By Natasja Sheriff

NEW YORK (Reuters) - Jurors began a fourth day of deliberations on Monday in the murder trial of a man who confessed to strangling 6-year-old Etan Patz in 1979, one of the first cases to highlight the plight of missing and abducted children.

Pedro Hernandez, 54, is charged with kidnapping and murdering Patz, who vanished as he walked alone for the first time to a school bus stop in his Manhattan neighborhood.

The boy's picture was one of the first to appear on milk cartons in a campaign to locate missing children.

Hernandez confessed to police in 2012 that he choked Etan, stuffed him in a box and left him in a New York alley.

Defense attorneys say the confession was coerced and that Hernandez, arrested on a tip that he had confessed to a church prayer group, is mentally ill, intellectually disabled and suffers hallucinations.

During deliberations on Friday in state Supreme Court in Manhattan, the jury asked to examine a missing-child poster featuring the boy, which had been introduced as evidence.
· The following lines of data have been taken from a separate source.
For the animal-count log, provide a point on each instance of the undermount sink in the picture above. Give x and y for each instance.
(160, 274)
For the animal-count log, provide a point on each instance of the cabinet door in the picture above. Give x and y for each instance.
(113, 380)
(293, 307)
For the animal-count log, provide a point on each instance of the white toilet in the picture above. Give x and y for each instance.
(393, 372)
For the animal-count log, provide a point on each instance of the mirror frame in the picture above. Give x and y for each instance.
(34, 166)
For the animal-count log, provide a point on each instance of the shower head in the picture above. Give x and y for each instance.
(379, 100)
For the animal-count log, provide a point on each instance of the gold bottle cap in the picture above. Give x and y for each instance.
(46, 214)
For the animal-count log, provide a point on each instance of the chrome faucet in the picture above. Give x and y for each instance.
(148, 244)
Hernandez, a former Manhattan deli worker, at the request of police had written on the poster: "I am sorry (and) choke him."

The decades-old case, which still evokes strong passions in New York, came to represent the dangers of living in the city at a time when crime rates were surging.

Patz has never been found and was declared dead in 2001.

The jury asked to see a copy of Hernandez' signed statement that he understood his right to remain silent and another statement written by detectives and signed by Hernandez, the substance of which was unclear.

The jury started hearing testimony in January. No forensic evidence was presented at trial.

In his confession to police, Hernandez described luring Patz into the deli where he worked, taking him to the basement and strangling him.

Defense attorneys put blame on Jose Ramos, whose girlfriend at the time used to walk Etan and his friends home from school. Long the prime suspect, Ramos is a convicted child molester in prison in Pennsylvania.

If convicted, Hernandez faces the possibility of life in prison.